Qui, dove il male è facile e inarrivabile il bene.
[Giuseppe Giudici, Una sera come tante]

Continuò a ripetersi che era la cosa giusta da fare fino al parossismo.
Lo trascinò in un duello dal quale, lo sapeva, doveva uscire vincitore.
Lottò, inflisse ferite e se ne procurò a sua volta.
Resistette oltre ogni limite che si fosse mai imposto nella vita.

Fece tutto quello che non avrebbe mai voluto fare.
Lo vide cadere e fece violenza a se stesso per non correre a rialzarlo.
Lo affidò all’odio di estranei.
Si fece da parte.
Diede retta a tutti coloro che vollero fargli domande e chiedergli un parere, prese parte a tutti i processi e a tutti i consigli che decisero la sorte del dittatore.

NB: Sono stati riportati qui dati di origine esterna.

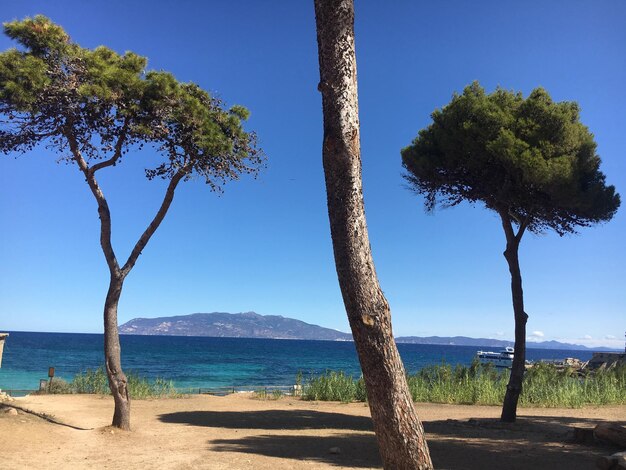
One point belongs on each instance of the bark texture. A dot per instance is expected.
(514, 387)
(118, 382)
(398, 430)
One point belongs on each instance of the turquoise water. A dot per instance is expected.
(200, 362)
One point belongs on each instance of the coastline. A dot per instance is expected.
(240, 432)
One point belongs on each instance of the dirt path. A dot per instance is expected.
(240, 432)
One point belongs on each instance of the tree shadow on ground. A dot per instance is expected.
(537, 442)
(270, 419)
(356, 450)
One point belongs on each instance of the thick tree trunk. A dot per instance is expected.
(398, 430)
(112, 354)
(514, 387)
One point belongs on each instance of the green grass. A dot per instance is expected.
(544, 386)
(96, 381)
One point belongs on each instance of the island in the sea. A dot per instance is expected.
(253, 325)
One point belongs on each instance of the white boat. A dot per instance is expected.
(503, 358)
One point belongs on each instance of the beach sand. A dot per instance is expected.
(241, 432)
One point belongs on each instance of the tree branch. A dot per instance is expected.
(103, 207)
(118, 150)
(522, 227)
(158, 218)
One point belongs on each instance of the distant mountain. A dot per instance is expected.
(231, 325)
(253, 325)
(493, 343)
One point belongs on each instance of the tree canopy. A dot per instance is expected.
(530, 157)
(104, 104)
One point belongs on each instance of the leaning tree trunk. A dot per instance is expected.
(514, 387)
(398, 430)
(112, 355)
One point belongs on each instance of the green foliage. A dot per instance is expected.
(95, 381)
(56, 92)
(92, 381)
(334, 386)
(544, 386)
(268, 394)
(531, 158)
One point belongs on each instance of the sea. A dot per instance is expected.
(195, 363)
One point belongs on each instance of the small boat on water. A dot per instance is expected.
(503, 358)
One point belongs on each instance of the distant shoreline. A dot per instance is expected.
(427, 341)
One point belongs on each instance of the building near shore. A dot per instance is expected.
(2, 338)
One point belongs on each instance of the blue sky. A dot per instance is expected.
(264, 245)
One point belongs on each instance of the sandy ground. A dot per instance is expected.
(242, 432)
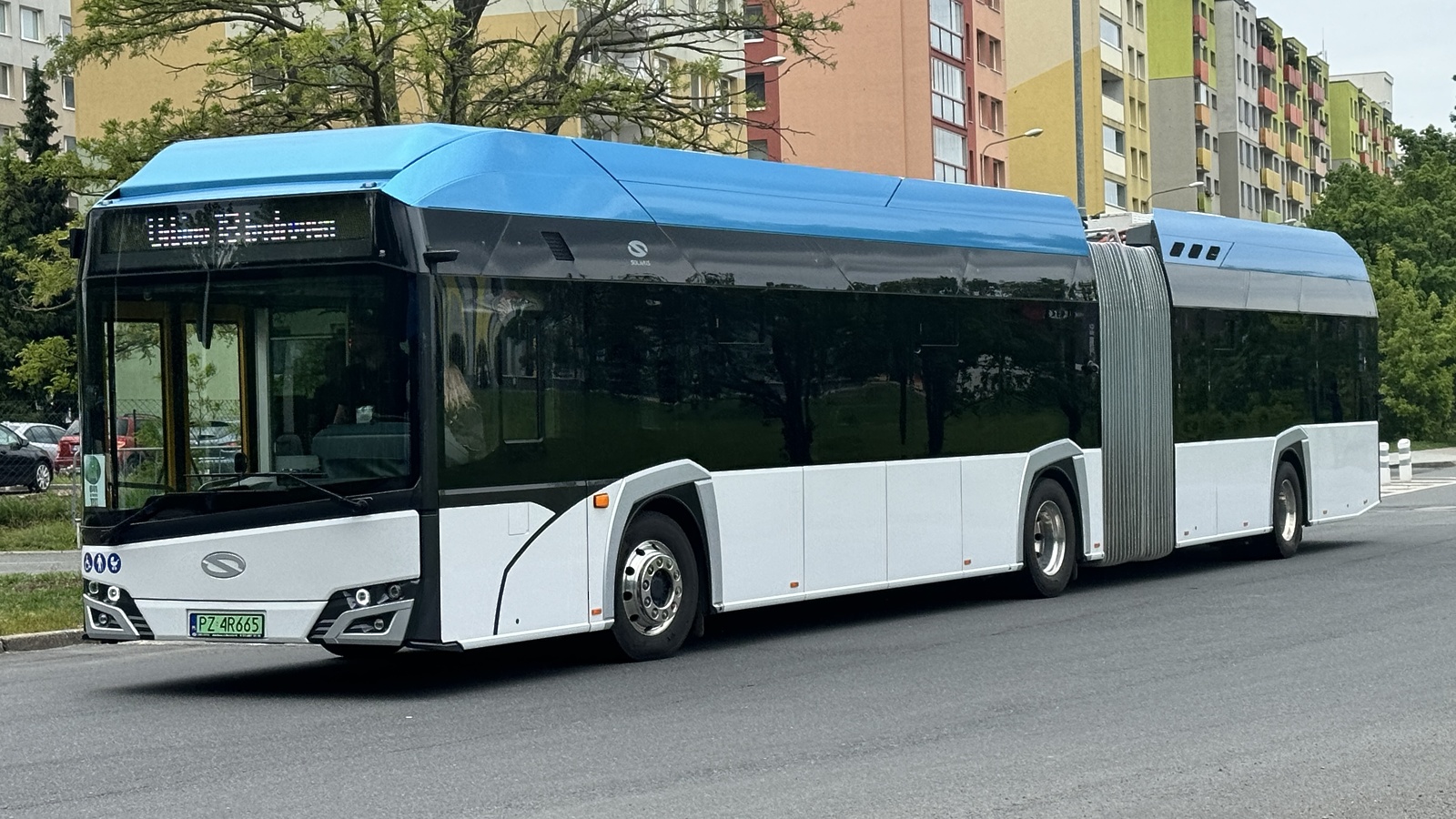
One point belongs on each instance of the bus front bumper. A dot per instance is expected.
(113, 615)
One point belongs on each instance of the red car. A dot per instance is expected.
(70, 446)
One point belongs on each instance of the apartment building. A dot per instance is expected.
(24, 33)
(919, 89)
(1184, 55)
(1361, 120)
(1079, 72)
(128, 87)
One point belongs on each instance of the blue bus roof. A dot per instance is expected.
(484, 169)
(1257, 245)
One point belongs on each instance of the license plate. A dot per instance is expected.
(226, 624)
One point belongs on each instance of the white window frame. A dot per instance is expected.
(946, 92)
(40, 24)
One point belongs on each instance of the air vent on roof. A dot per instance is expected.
(558, 247)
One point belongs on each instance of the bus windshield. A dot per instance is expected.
(248, 382)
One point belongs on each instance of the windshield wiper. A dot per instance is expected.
(356, 504)
(149, 509)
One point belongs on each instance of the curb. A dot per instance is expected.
(41, 640)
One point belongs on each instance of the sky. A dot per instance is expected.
(1410, 40)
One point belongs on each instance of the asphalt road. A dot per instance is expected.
(1200, 685)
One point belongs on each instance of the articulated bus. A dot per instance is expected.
(444, 388)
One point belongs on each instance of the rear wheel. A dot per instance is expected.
(1289, 501)
(657, 588)
(1048, 540)
(41, 480)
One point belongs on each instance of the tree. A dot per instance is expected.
(659, 70)
(36, 274)
(1405, 229)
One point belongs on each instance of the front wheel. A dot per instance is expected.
(41, 480)
(657, 588)
(1289, 501)
(1048, 545)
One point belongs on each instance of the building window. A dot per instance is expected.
(1111, 33)
(946, 24)
(1114, 194)
(946, 92)
(987, 51)
(994, 114)
(950, 157)
(753, 14)
(757, 91)
(994, 172)
(1114, 140)
(31, 24)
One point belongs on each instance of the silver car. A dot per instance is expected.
(44, 436)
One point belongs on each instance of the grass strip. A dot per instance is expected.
(40, 602)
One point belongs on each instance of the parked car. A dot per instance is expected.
(69, 446)
(22, 464)
(44, 436)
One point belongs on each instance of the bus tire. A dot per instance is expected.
(657, 588)
(1048, 541)
(360, 653)
(1283, 541)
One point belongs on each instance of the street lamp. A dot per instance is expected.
(1190, 186)
(1033, 135)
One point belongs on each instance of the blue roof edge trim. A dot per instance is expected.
(497, 171)
(1259, 247)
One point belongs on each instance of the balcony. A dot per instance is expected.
(1295, 152)
(1267, 58)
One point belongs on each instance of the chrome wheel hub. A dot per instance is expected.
(652, 588)
(1286, 518)
(1048, 538)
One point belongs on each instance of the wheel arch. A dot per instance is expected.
(1067, 464)
(1292, 448)
(683, 491)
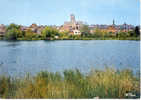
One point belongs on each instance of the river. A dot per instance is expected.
(22, 57)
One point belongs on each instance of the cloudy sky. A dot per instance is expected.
(55, 12)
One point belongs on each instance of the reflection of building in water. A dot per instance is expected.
(72, 26)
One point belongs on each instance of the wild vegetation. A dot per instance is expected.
(13, 32)
(108, 83)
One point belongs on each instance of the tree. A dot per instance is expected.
(12, 32)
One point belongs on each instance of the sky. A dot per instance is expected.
(55, 12)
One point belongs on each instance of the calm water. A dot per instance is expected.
(19, 58)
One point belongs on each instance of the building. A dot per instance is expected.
(72, 26)
(2, 29)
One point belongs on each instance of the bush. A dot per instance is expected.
(108, 83)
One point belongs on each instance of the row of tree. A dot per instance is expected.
(13, 32)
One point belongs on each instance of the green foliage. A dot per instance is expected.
(108, 83)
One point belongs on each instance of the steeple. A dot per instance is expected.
(72, 18)
(113, 22)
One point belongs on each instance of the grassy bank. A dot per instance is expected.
(108, 83)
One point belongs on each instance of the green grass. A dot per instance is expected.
(108, 83)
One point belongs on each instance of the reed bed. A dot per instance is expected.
(107, 83)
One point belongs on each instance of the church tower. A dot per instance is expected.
(72, 18)
(113, 22)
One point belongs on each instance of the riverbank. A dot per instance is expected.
(78, 38)
(108, 83)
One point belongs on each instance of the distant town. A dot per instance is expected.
(74, 27)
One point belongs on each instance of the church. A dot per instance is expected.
(72, 26)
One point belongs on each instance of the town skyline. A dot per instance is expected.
(26, 12)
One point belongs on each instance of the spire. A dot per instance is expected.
(72, 18)
(113, 22)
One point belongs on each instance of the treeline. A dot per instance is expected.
(14, 32)
(108, 83)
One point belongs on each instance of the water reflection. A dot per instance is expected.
(18, 58)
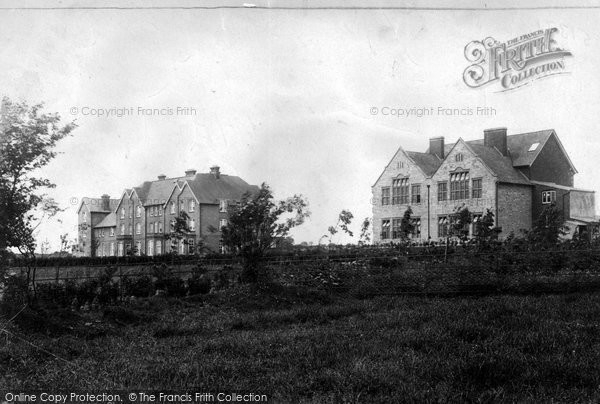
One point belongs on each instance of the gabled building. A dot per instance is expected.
(514, 176)
(138, 221)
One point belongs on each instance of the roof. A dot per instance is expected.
(96, 205)
(109, 221)
(209, 189)
(426, 162)
(501, 165)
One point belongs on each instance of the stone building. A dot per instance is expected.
(138, 221)
(513, 176)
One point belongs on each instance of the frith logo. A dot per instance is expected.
(514, 63)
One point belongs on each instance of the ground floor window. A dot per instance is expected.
(385, 229)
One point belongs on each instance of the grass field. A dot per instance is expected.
(297, 346)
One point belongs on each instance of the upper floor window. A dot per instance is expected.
(477, 188)
(548, 196)
(400, 191)
(416, 193)
(385, 229)
(385, 196)
(459, 186)
(442, 191)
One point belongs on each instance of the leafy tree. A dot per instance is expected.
(549, 227)
(257, 223)
(365, 236)
(407, 227)
(344, 219)
(179, 231)
(28, 137)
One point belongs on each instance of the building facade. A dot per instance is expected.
(138, 222)
(513, 176)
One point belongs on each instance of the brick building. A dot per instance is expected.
(514, 176)
(140, 218)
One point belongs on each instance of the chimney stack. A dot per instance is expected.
(436, 146)
(214, 170)
(496, 137)
(105, 202)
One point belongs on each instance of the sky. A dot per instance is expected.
(282, 96)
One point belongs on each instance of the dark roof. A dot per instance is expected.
(501, 165)
(209, 189)
(425, 161)
(109, 220)
(96, 205)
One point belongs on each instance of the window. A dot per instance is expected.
(415, 194)
(385, 229)
(459, 186)
(548, 197)
(442, 191)
(385, 196)
(477, 188)
(416, 222)
(443, 226)
(396, 226)
(400, 191)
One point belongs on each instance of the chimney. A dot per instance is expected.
(436, 146)
(214, 170)
(105, 202)
(496, 138)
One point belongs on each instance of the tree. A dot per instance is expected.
(344, 219)
(257, 223)
(365, 236)
(548, 227)
(179, 231)
(407, 227)
(28, 137)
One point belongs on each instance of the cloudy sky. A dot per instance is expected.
(284, 96)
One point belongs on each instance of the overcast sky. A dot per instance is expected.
(282, 96)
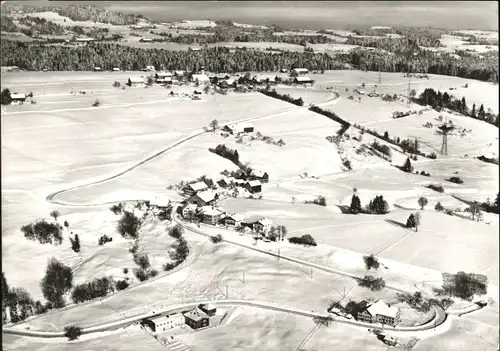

Lo fece con la dignità e la grazia che appartenevano solo ai principi delle leggende, che appartenevano a mondi di carta, che appartenevano a cuori inventati.

Poi, quando tutto finì, quando anche i rumori e le grida che gli davano quel minimo senso di realtà tacquero, quando non dovette più rendere conto a nessuno, cadde.
E scoppiò a piangere.

Pianse per ore ed ore, Albus Dumbledore, salvatore del mondo magico e acclamato eroe. Pianse come un bambino nella disperazione del primo vagito, come un neonato strappato a forza dal ventre materno.
Pianse come se non gli fosse rimasto più nulla.
Pianse e non fu consolato.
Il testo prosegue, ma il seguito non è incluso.